Меня вдруг взяло сомнение. Я опустился рядом с ним на колени и тихонечко позвал:
– Джулиус?
Нет ответа. Один запах.
– Мне еще только твоего припадка не хватало!
Все семейство Малоссенов проживало в постоянном страхе, ожидая его приступов эпилепсии. По словам Терезы, это всегда предвещало катастрофу. И потом, такое не проходит бесследно – кривая шея, язык на сторону...
– Джулиус!
Я схватил его на руки.
Нет, вполне живой, теплый, светло-бежевый окрас, псиной воняет со всех сторон: Джулиус Превосходный в полном здравии.
– Ладно, хватит прохлаждаться, идем писать заявление об уходе нашей Королеве Забо.
Подействовало ли так на него это слово «заявление», но он тут же вскочил и был у двери раньше меня.
– Это уже ваше третье заявление об уходе только за последний месяц, Малоссен, мне все-таки придется потратить пять минут, чтобы привести вас в чувство, но ни минуты больше.
– Ни секунды, Ваше Величество, я увольняюсь, и это не обсуждается.
Я уже держался за ручку двери.
– Никто не собирается обсуждать. Но я бы хотела узнать причину.
– Никаких объяснений; мне надоело, этого достаточно.
– В прошлый раз вам тоже надоело, и в позапрошлый, вам хронически надоедает, Малоссен, это у вас врожденное.
Она не просто сидела в своем кресле, она в него вросла. Такое тщедушное тельце – мне все время казалось, что она сейчас провалится за подушки. Сидящая на шее, как на острие кола, несоразмерно большая по сравнению с телом голова спокойно покачивалась, как у черепахи за задним стеклом автомобиля.
– Вы вернули бедняге его рукопись, даже не прочитав, а мне пришлось расплачиваться.
– Да, я знаю, Макон меня предупредила. Она так разнервничалась, бедняжка. Фокус с перевернутыми страницами?
Ее все это явно забавляло. Я всегда попадался в этих играх в объяснялки.

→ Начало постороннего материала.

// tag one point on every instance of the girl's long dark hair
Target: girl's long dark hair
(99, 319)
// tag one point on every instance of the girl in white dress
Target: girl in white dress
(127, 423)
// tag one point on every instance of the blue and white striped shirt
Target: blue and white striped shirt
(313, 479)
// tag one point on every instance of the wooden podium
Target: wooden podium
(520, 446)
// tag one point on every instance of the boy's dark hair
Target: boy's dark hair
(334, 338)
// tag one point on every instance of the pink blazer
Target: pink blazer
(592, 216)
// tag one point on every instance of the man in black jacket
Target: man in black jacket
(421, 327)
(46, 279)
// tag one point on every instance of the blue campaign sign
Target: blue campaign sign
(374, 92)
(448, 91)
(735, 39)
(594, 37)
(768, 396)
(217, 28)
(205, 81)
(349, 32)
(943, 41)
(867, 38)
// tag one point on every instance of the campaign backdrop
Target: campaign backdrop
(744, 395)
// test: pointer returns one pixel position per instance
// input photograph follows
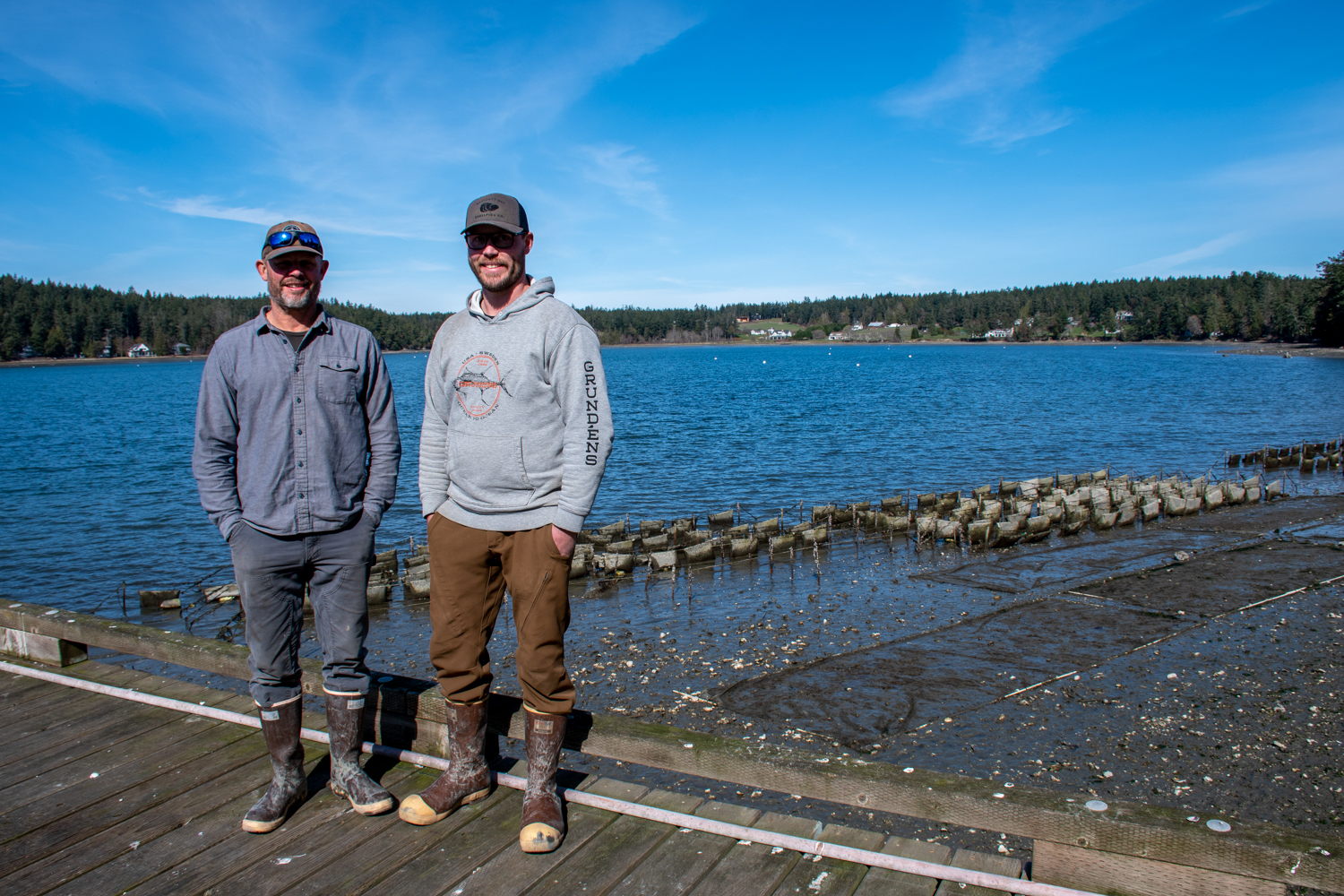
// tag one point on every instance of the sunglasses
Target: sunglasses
(497, 241)
(289, 238)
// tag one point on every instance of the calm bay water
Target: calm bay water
(97, 457)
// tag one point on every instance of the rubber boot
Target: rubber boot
(543, 823)
(467, 780)
(288, 782)
(346, 728)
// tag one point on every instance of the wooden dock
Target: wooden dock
(102, 796)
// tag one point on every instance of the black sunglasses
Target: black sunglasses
(289, 238)
(497, 241)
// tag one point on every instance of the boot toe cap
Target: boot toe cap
(417, 812)
(539, 837)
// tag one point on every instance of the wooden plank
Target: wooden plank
(830, 876)
(1128, 876)
(40, 648)
(230, 849)
(398, 845)
(612, 855)
(972, 860)
(134, 831)
(1159, 833)
(40, 801)
(77, 728)
(16, 689)
(685, 857)
(755, 869)
(145, 783)
(191, 834)
(128, 637)
(882, 882)
(37, 716)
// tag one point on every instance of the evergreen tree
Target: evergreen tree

– Верно, хорошо еще, что все здание не спалил.
– Ну что ж, нужно будет выгнать Макон, это ее работа – правильно складывать страницы. Я вычту с нее за убытки.
Тоненькие ручки и маленькие, точно игрушечные, пальчики; как у пупса – резиновые кулачки на шарнирах. Может быть, это меня довело. Мне они так надоели, эти резиновые ладошки! У Малыша, и у Верден, конечно же, тоже (Верден – младшенькая, поскребыш). Да и у Клары, если приглядеться, у Клары, которая завтра выходит замуж, тоже кукольные ладошки.
– Выгнать Макон? Это все, что вы можете сказать? Вы уже уволили сегодня шестерых наборщиков – вам этого мало?
– Слушайте, Малоссен...
Спокойствие человека, который не собирается ничего объяснять.
– Слушайте внимательно: ваши печатники не только опоздали на шесть дней, они к тому же захотели меня прокатить. Полюбуйтесь-ка! Чем это пахнет?
Не предупредив об опасности, она сунула альбом мне под нос: подарочный вариант, «Ян Вермер» [6] , лучше, чем в оригинале, заплатить бешеные деньги и поставить на полку, в библиотеку какого-нибудь респектабельного буржуа – дантиста-хирурга.
– Мило.
– Вас не просят посмотреть, Малоссен, вас просят понюхать. Что вы чувствуете?
Обыкновенный новый переплет, с пылу с жару из типографии.
– Клей и свежая краска.
– Свежая, как же; но какая именно?
– Что, простите?
– Какая именно краска?
– Прекратите этот балаган, Ваше Величество, откуда мне знать?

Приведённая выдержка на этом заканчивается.